IAAF President Sebastian Coe has encouraged the world’s track and field athletes to express their personalities, inside and outside the stadium, to better promote the sport to new audiences.

Speaking at the Leaders’ Sport Business Summit in Abu Dhabi today, Coe said fans connected to a sport through its athletes and the next generation of stars would need to embrace the new technology that the IAAF is planning to introduce to its World Athletics Series events to bring fans closer to the action.

“Your passport as a competitor is clearly your performance and your consistency of performance but the ability to take a step to the next level… you need a personality, you need something to say when it matters,” Coe told an audience of global sports leaders.

“I cringe a little when I see competitors who have got so much to say, have mastered really complex coaching systems, have focused and brought a level of expertise to what they are doing, but who don’t really think it’s important to be able to communicate that more broadly.”

Coe said that agents were sometimes too protective of athletes, to the detriment of the fans and the wider sport.

He said the new technology that sports, including athletics, were bringing into the presentation of competition would make athletes more accessible to the audience.

“Sometimes the technology that brings those competitors more intimately into the lives of the young audiences that we’re all trying to chase at the moment means that some of it is invasive,” he said.

“Some of it will mean having… cameras a little bit closer to the start of the 100m. Sometimes you will want to do things that allow access.

“It was said to me by one of the great communicators of our generation that what people are really interested in are great things about little people and little things about great people.
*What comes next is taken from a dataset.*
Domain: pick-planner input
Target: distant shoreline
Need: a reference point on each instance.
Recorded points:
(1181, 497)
And you really do need to bring some of those things into the lives of our audiences.”

At the same time, the IAAF is planning to make its World Athletics Series events more accessible to mass participation, to strengthen the link between recreational runners and the elite.

“If you move, you are an athlete,” Coe said.
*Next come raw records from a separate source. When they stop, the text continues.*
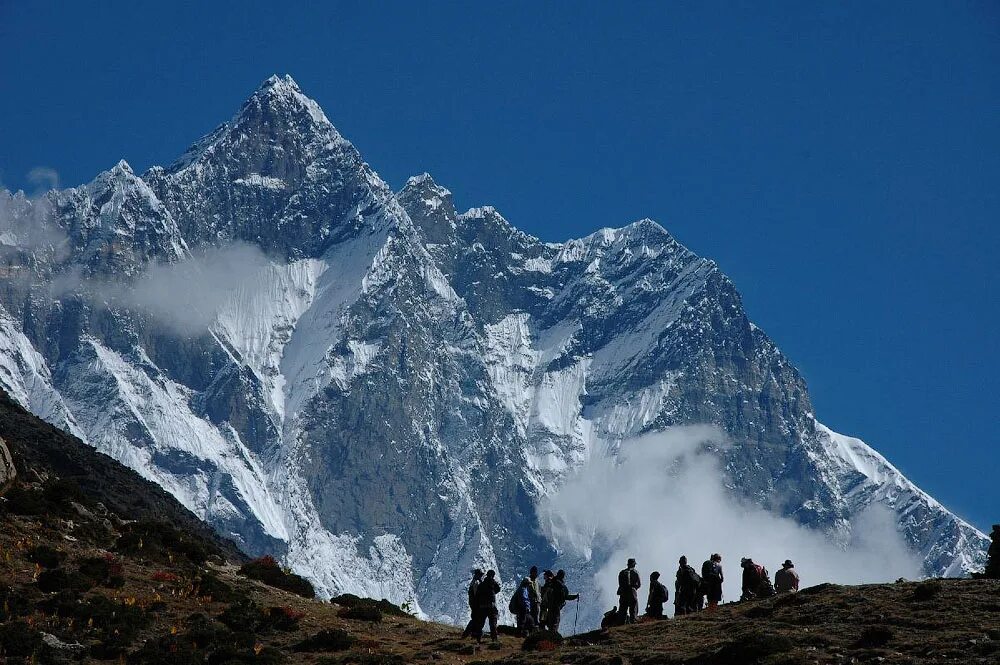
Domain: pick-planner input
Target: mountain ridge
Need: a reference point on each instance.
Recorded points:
(389, 346)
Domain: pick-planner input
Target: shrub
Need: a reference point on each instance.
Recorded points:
(926, 590)
(24, 501)
(209, 585)
(331, 639)
(361, 613)
(103, 570)
(284, 618)
(45, 556)
(542, 640)
(266, 570)
(58, 579)
(19, 640)
(383, 606)
(13, 602)
(160, 541)
(875, 636)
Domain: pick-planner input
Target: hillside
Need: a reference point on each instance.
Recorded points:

The mass race at the IAAF World Half Marathon Championships Valencia 2018 (Jean-Pierre Durand)

Having guided the sport through an extensive governance reform over the past three years to enshrine transparency and integrity in the organisation, and hold all office-bearers to high ethical standards, he said he was looking forward to the next stage of his presidency.

“The fun bit begins, but probably the tougher bit, which is how do you then grow the sport, how do you remain exciting, attractive, have traction with younger audiences and that’s not something that’s going to happen if you sit there and think your sport will be forever loved,” he said.

“It’s not going to work like that. Usain Bolt is not enough any longer to sell our sport. We will sell our sport through participation and engagement.”

Coe said the introduction of a mass participation race at the World Half Marathon Championships had turned the event into “a festival of sport” and he hoped the mass participation races at the IAAF World Cross Country Championships Aarhus 2019 on March 30 would have the same impact.

He also foreshadowed the introduction of a participation component to the IAAF Diamond League in future years.

“It’s really important that you make sure that your sport is not focusing just on the top 30 or 40 competitors,” he said. “It has to reach out into the community.”